BEERMAN


In search of daytime brew

By Colin Burch
For Weekly Surge

I went down to see Laura McCoy at Dead Dog Saloon - the Coastal Grand mall location - with a burning question: what do daytime beer drinkers chose to drink when they're drinking at a mall out-parcel?

It had been a while since I had received a pint from Laura McCoy. A few short years ago, I would regularly drop in at Shamrock's Sports Bar and Grill at 2510 Kings Highway, where she used to be the chief barkeep. Her husband, Mike McCoy, these days a member of The Necessary Band, played some solo gigs at my coffeehouse, the departed Living Room Coffee Bar and Used Books, back in the day.

So it had been a while since I had seen the McCoys, until we met two weeks ago at the funeral of a survivor of the Utah Beach landing on D-Day. His name was Bill Finlayson, and he had been a longtime fixture - and the unofficial doorman - at Shamrock's. A good man from our "Greatest Generation." Raise a glass.

When I got to the Dead Dog, Laura McCoy suggested a Dark Side of the Moon. I am embarrassed to say I was unaware of this one. It's a twist on the old Black and Tan. Imagine a frosty pint glass with Blue Moon Belgian White on the bottom and Guinness on the top. As I drank it, the two beers remained separated, but a sip brought the sweetness from the Blue Moon through the bitterness of the Guinness.

Nice.

So I got around to asking Laura McCoy my burning question: what beers do people drink here during the day?

The answer was a bit disconcerting to us both: Bud Light. This from a woman who had, just one day prior, celebrated her birthday with approximately two gallons of Guinness.

Bud Light, indeed.

"If you had Bud Light and Jagermeister, you could run a bar," she said with a laugh.

Truer words were never spoken in Myrtle Beach.

Close second? Yuengling, popular "because it took so long to get down here," having gained its fame in and around Pennsylvania.

Laura McCoy will be your friendly dayside barkeep Sundays, Mondays, Wednesdays, and Fridays. She'll tell you about The Necessary Band's upcoming DVD, filmed during the band's performance with the Long Bay Symphony at The Market Common grand opening (see Party Pix on the back page of Surge for visual evidence).

S.C. sweet tea vodka

A few months back, I got to be a judge in FireFly Vodka's Myrtle Beach Signature Drink competition, held at Droopy's at 5201 North Kings Highway.

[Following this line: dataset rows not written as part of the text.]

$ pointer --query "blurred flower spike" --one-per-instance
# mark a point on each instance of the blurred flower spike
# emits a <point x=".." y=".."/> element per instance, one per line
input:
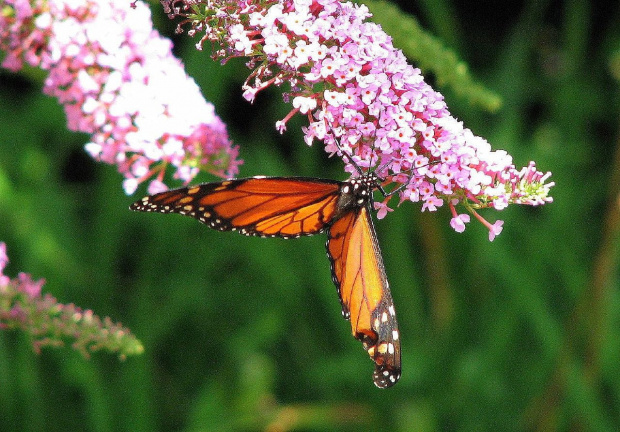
<point x="118" y="81"/>
<point x="362" y="98"/>
<point x="49" y="323"/>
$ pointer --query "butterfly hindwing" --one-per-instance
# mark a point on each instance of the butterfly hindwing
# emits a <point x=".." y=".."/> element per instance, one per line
<point x="359" y="275"/>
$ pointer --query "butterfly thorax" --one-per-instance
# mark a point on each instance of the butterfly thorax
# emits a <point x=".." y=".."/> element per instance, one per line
<point x="357" y="192"/>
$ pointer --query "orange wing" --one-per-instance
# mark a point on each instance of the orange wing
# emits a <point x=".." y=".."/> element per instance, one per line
<point x="262" y="206"/>
<point x="358" y="272"/>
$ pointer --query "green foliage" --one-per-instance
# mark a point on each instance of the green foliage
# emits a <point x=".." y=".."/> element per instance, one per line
<point x="246" y="334"/>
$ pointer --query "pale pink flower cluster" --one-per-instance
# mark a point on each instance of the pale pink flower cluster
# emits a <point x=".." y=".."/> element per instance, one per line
<point x="363" y="101"/>
<point x="118" y="80"/>
<point x="49" y="323"/>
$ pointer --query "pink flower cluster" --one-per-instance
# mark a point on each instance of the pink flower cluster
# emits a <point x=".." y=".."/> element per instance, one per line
<point x="118" y="80"/>
<point x="49" y="323"/>
<point x="363" y="101"/>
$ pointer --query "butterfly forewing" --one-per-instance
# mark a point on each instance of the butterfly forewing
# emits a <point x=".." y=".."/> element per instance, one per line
<point x="270" y="207"/>
<point x="292" y="207"/>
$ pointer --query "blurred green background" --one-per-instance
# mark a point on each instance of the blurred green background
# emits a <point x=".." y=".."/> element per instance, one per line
<point x="245" y="334"/>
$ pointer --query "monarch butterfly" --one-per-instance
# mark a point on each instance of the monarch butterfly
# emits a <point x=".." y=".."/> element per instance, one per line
<point x="289" y="207"/>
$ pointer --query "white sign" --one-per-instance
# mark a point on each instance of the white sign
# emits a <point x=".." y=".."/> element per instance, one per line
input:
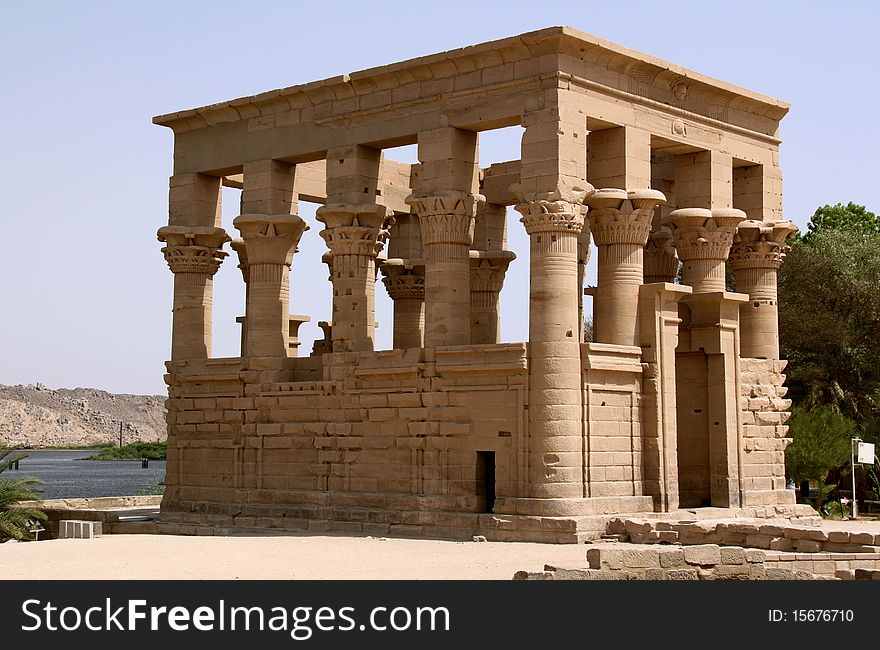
<point x="866" y="453"/>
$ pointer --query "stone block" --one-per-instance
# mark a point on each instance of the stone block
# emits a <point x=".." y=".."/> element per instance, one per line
<point x="702" y="555"/>
<point x="671" y="558"/>
<point x="733" y="555"/>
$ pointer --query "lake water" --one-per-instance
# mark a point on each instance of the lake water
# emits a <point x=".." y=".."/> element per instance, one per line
<point x="67" y="476"/>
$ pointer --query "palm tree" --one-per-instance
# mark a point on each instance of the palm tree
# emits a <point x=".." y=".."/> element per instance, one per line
<point x="16" y="522"/>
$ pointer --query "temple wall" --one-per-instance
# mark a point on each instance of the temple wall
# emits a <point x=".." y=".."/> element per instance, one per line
<point x="343" y="436"/>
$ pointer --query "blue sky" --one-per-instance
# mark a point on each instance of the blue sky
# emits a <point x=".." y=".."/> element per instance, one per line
<point x="86" y="295"/>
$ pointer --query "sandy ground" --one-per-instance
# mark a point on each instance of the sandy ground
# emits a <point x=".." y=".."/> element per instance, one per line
<point x="313" y="557"/>
<point x="131" y="557"/>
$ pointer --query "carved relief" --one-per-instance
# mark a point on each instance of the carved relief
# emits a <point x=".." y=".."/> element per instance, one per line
<point x="193" y="249"/>
<point x="699" y="233"/>
<point x="620" y="217"/>
<point x="761" y="244"/>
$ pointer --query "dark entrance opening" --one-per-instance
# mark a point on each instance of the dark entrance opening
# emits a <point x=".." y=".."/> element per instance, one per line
<point x="485" y="481"/>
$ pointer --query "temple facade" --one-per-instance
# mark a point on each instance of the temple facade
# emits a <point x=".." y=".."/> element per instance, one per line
<point x="676" y="402"/>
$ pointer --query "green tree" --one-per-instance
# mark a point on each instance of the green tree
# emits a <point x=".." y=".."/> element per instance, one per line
<point x="16" y="521"/>
<point x="822" y="442"/>
<point x="829" y="321"/>
<point x="843" y="217"/>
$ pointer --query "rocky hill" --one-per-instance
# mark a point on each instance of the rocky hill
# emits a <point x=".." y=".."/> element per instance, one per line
<point x="36" y="416"/>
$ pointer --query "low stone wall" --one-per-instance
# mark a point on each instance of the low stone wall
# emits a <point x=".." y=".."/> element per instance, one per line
<point x="614" y="561"/>
<point x="651" y="562"/>
<point x="102" y="509"/>
<point x="771" y="535"/>
<point x="824" y="564"/>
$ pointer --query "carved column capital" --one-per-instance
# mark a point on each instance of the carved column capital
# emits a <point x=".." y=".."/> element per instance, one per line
<point x="446" y="217"/>
<point x="761" y="244"/>
<point x="270" y="238"/>
<point x="702" y="234"/>
<point x="702" y="239"/>
<point x="620" y="217"/>
<point x="488" y="269"/>
<point x="559" y="211"/>
<point x="193" y="249"/>
<point x="661" y="260"/>
<point x="355" y="229"/>
<point x="404" y="279"/>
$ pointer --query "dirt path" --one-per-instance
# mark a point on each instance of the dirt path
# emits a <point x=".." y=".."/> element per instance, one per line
<point x="253" y="558"/>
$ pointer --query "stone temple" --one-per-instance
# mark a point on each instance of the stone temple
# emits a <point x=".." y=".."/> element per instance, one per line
<point x="677" y="401"/>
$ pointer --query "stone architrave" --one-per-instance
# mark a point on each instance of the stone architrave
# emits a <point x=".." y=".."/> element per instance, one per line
<point x="703" y="238"/>
<point x="620" y="222"/>
<point x="553" y="221"/>
<point x="405" y="283"/>
<point x="193" y="253"/>
<point x="355" y="234"/>
<point x="758" y="250"/>
<point x="269" y="242"/>
<point x="660" y="258"/>
<point x="488" y="269"/>
<point x="447" y="227"/>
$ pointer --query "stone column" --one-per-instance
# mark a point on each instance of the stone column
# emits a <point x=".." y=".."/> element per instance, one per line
<point x="583" y="260"/>
<point x="553" y="222"/>
<point x="447" y="224"/>
<point x="446" y="202"/>
<point x="659" y="339"/>
<point x="239" y="247"/>
<point x="702" y="239"/>
<point x="620" y="222"/>
<point x="355" y="233"/>
<point x="405" y="282"/>
<point x="487" y="278"/>
<point x="710" y="352"/>
<point x="193" y="254"/>
<point x="269" y="242"/>
<point x="756" y="255"/>
<point x="661" y="260"/>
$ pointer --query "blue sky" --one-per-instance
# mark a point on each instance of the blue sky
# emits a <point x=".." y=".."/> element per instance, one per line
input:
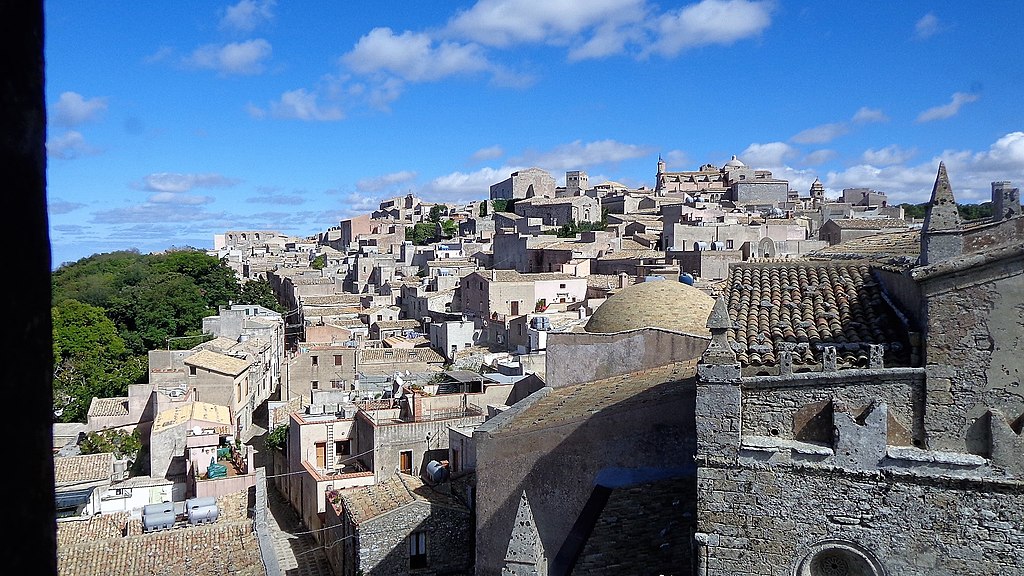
<point x="170" y="122"/>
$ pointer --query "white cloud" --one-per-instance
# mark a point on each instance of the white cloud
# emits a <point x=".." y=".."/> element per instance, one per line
<point x="504" y="23"/>
<point x="927" y="27"/>
<point x="177" y="182"/>
<point x="300" y="105"/>
<point x="770" y="154"/>
<point x="577" y="155"/>
<point x="72" y="110"/>
<point x="868" y="115"/>
<point x="971" y="173"/>
<point x="69" y="146"/>
<point x="235" y="58"/>
<point x="247" y="14"/>
<point x="466" y="186"/>
<point x="387" y="180"/>
<point x="947" y="110"/>
<point x="890" y="155"/>
<point x="819" y="157"/>
<point x="676" y="160"/>
<point x="178" y="198"/>
<point x="708" y="23"/>
<point x="413" y="56"/>
<point x="487" y="154"/>
<point x="822" y="133"/>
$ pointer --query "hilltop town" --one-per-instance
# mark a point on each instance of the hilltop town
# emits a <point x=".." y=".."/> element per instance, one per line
<point x="716" y="375"/>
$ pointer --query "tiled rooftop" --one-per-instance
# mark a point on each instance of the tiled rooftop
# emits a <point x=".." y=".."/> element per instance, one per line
<point x="367" y="502"/>
<point x="115" y="545"/>
<point x="215" y="362"/>
<point x="812" y="304"/>
<point x="895" y="248"/>
<point x="642" y="530"/>
<point x="193" y="411"/>
<point x="109" y="407"/>
<point x="384" y="356"/>
<point x="83" y="468"/>
<point x="578" y="402"/>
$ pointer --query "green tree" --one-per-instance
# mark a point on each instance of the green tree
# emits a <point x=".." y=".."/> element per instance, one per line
<point x="121" y="443"/>
<point x="161" y="306"/>
<point x="90" y="360"/>
<point x="450" y="229"/>
<point x="421" y="234"/>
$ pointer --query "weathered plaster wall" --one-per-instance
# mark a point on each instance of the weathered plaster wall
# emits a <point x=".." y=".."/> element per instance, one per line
<point x="557" y="464"/>
<point x="581" y="357"/>
<point x="975" y="341"/>
<point x="771" y="406"/>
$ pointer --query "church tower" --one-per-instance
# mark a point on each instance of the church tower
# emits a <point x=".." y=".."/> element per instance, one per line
<point x="940" y="236"/>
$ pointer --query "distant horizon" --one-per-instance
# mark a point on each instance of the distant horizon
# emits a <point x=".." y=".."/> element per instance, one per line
<point x="261" y="115"/>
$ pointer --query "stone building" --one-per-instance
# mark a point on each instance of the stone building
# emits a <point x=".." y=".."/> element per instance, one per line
<point x="399" y="526"/>
<point x="524" y="183"/>
<point x="855" y="416"/>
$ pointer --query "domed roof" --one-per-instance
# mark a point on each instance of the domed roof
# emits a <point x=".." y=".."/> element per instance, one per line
<point x="735" y="163"/>
<point x="660" y="303"/>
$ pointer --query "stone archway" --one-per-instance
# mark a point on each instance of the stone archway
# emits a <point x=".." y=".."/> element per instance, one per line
<point x="839" y="558"/>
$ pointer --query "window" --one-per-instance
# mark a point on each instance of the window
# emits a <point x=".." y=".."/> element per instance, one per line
<point x="418" y="549"/>
<point x="321" y="454"/>
<point x="342" y="448"/>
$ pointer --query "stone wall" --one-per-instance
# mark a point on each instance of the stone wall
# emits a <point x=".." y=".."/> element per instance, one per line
<point x="582" y="357"/>
<point x="771" y="521"/>
<point x="780" y="406"/>
<point x="974" y="345"/>
<point x="558" y="465"/>
<point x="384" y="540"/>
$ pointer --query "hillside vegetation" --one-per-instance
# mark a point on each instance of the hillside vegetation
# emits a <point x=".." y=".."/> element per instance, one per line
<point x="110" y="310"/>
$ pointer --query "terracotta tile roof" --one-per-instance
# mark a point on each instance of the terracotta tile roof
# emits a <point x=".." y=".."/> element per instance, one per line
<point x="808" y="305"/>
<point x="221" y="547"/>
<point x="331" y="299"/>
<point x="897" y="248"/>
<point x="215" y="362"/>
<point x="367" y="502"/>
<point x="201" y="411"/>
<point x="578" y="402"/>
<point x="109" y="407"/>
<point x="83" y="468"/>
<point x="397" y="356"/>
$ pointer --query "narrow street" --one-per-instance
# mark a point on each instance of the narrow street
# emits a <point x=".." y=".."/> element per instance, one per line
<point x="298" y="552"/>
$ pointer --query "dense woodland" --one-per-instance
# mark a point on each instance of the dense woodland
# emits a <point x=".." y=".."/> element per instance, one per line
<point x="110" y="310"/>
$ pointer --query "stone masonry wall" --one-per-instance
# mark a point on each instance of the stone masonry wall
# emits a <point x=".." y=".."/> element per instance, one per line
<point x="765" y="521"/>
<point x="770" y="405"/>
<point x="384" y="540"/>
<point x="974" y="345"/>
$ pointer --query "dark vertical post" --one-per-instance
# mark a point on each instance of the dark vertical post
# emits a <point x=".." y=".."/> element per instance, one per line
<point x="26" y="376"/>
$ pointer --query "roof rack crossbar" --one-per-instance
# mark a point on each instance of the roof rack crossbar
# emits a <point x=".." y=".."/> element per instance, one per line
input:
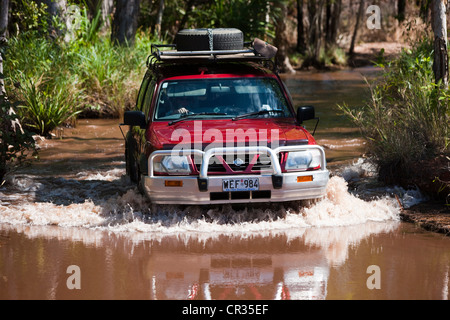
<point x="160" y="55"/>
<point x="204" y="53"/>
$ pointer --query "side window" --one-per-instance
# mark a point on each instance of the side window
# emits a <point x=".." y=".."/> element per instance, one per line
<point x="142" y="91"/>
<point x="148" y="98"/>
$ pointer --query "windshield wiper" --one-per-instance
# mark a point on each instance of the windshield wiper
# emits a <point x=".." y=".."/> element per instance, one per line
<point x="257" y="113"/>
<point x="192" y="115"/>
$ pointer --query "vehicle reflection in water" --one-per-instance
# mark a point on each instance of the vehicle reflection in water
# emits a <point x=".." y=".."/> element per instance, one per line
<point x="76" y="207"/>
<point x="290" y="264"/>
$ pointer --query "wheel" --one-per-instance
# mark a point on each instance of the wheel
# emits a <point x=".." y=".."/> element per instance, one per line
<point x="198" y="39"/>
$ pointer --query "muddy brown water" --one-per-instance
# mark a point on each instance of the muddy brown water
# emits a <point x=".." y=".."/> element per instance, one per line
<point x="73" y="227"/>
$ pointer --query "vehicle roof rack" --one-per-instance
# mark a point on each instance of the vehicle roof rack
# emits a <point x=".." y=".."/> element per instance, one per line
<point x="248" y="53"/>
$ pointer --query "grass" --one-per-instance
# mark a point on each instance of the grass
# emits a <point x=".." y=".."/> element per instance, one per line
<point x="407" y="118"/>
<point x="57" y="80"/>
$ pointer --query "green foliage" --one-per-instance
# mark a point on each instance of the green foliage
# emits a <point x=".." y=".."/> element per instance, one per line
<point x="43" y="108"/>
<point x="28" y="15"/>
<point x="15" y="141"/>
<point x="59" y="79"/>
<point x="407" y="118"/>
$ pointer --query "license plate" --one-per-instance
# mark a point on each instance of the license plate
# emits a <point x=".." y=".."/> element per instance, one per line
<point x="245" y="184"/>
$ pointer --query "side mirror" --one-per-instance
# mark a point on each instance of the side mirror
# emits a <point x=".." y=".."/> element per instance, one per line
<point x="135" y="118"/>
<point x="305" y="113"/>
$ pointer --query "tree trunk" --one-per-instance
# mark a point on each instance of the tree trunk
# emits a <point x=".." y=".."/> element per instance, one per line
<point x="124" y="24"/>
<point x="187" y="12"/>
<point x="301" y="44"/>
<point x="281" y="41"/>
<point x="159" y="18"/>
<point x="56" y="9"/>
<point x="355" y="31"/>
<point x="334" y="23"/>
<point x="317" y="24"/>
<point x="401" y="10"/>
<point x="439" y="21"/>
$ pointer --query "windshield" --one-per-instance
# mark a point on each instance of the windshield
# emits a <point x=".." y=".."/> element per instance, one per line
<point x="221" y="98"/>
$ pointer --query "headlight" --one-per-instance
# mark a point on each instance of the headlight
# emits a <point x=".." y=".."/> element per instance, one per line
<point x="303" y="160"/>
<point x="173" y="165"/>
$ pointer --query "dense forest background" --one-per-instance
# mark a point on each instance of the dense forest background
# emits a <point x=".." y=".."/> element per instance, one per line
<point x="65" y="59"/>
<point x="310" y="32"/>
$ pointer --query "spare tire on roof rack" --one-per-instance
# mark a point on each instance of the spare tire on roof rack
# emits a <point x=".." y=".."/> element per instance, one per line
<point x="209" y="39"/>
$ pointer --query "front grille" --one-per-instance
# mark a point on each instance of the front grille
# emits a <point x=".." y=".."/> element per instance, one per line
<point x="240" y="195"/>
<point x="243" y="163"/>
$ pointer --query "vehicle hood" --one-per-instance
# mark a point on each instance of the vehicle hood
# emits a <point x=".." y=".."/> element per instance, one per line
<point x="225" y="132"/>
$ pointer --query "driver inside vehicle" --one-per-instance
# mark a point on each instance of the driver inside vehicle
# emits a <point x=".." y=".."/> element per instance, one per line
<point x="172" y="106"/>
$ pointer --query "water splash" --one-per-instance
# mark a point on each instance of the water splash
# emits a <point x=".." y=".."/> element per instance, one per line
<point x="107" y="201"/>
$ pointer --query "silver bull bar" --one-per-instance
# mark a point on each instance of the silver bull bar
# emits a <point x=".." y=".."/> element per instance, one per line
<point x="277" y="174"/>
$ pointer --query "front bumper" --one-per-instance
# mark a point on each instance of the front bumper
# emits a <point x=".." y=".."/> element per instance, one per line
<point x="274" y="186"/>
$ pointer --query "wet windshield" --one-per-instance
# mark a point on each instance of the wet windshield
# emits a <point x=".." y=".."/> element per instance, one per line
<point x="221" y="98"/>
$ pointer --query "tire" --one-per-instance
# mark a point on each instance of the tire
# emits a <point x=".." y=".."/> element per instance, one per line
<point x="198" y="39"/>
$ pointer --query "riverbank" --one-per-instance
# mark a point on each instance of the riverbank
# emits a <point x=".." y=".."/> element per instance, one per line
<point x="431" y="216"/>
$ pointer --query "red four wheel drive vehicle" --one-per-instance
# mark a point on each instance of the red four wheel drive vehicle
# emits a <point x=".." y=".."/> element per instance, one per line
<point x="215" y="124"/>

FireFly Vodka, based in Wadmalaw Island (near Charleston), adds a hint of muscadine wine to five-times distilled vodka. It's a mellow turn for vodka, plenty good on the rocks with no mixer.
Continuing with its South Carolina theme, the company now has created FireFly Sweet Tea Vodka, infused with locally grown tea along with sugar cane from Louisiana.

The new liquor will make its debut at the Myrtle Beach Area Hospitality Association's second annual Trio Dinner, held at 6 p.m. Monday (April 14) at the Sheraton Myrtle Beach Convention Center Hotel.

FireFly Sweet Tea Vodka will be available in liquor stores the following day, Tax Day, as good an occasion as any to drink.